Negotiating Prices on Prescription Drugs Would Create Supply Shortage, Opinion Piece States
[Mar 18, 2004]
Sen. Edward Kennedy (D-Mass.) and Rep. Nancy Pelosi (D-Calif.) have criticized the new Medicare law as a "bitter pill" for seniors and have submitted their own bill that would put the government "into the game of jawboning down prescription drug prices" by allowing CMS to negotiate directly with drug makers, which "all sounds innocent," James Pinkerton, a fellow at the New America Foundation, writes in a Los Angeles Times opinion piece. However, the "problem is that it won't be a real negotiation" because the federal government "is so big and powerful" that pharmaceutical companies would be obliged to accept any prices the government offers, Pinkerton writes.

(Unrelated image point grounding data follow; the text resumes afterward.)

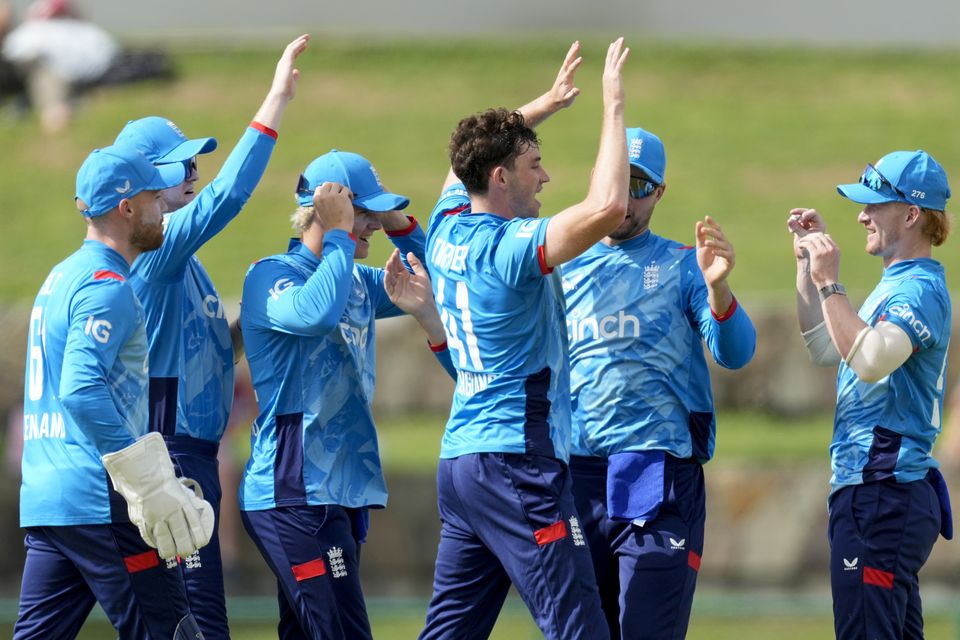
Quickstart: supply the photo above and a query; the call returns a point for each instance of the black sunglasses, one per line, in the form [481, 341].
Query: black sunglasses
[875, 180]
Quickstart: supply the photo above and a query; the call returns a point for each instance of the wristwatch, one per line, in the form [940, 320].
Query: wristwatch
[830, 289]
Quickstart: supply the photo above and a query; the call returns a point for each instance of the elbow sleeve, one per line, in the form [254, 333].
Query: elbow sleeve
[820, 346]
[878, 351]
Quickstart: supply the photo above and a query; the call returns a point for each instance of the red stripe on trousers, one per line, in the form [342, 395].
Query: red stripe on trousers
[877, 577]
[556, 531]
[309, 570]
[141, 561]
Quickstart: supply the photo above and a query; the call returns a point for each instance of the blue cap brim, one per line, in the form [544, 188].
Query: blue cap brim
[382, 202]
[188, 149]
[863, 194]
[168, 175]
[656, 177]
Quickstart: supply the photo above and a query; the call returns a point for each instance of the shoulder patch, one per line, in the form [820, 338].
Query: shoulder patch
[104, 274]
[457, 210]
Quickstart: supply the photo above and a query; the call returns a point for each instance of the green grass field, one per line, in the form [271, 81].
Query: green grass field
[750, 133]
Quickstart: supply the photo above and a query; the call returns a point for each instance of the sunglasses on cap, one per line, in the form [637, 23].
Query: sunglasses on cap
[875, 180]
[641, 187]
[303, 186]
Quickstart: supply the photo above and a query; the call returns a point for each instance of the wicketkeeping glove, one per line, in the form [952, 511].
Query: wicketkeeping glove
[170, 512]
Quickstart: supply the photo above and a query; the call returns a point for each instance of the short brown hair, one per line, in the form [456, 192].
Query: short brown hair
[487, 140]
[936, 226]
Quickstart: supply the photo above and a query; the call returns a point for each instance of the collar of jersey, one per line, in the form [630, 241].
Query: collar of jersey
[118, 262]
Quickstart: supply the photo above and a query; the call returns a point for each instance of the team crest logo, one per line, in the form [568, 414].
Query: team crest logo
[337, 566]
[651, 276]
[576, 533]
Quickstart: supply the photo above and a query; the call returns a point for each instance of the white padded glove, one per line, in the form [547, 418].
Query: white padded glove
[170, 512]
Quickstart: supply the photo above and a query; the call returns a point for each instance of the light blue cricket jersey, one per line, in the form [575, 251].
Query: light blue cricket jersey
[191, 353]
[309, 330]
[502, 310]
[887, 429]
[637, 315]
[84, 389]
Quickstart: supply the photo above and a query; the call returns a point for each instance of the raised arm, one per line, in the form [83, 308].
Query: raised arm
[284, 85]
[560, 96]
[574, 230]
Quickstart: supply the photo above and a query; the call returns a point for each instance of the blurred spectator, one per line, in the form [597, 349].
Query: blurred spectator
[58, 55]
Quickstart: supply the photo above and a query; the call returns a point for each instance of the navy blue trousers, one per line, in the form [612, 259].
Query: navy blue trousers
[68, 569]
[881, 534]
[647, 575]
[315, 553]
[510, 518]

He adds that with such de facto price controls in place, "medicines will be affordable -- for as long as they are available." Currently, drug makers spend $30 billion a year on research and development, but if the government forces a decrease in pricing, they might not continue to invest so heavily in product development, which would limit the production of new drugs that can "improve and save lives," according to Pinkerton. Throughout history, price controls have created shortages, which "Kennedy and his crew don't like to mention," Pinkerton writes (Pinkerton, Los Angeles Times, 3/18).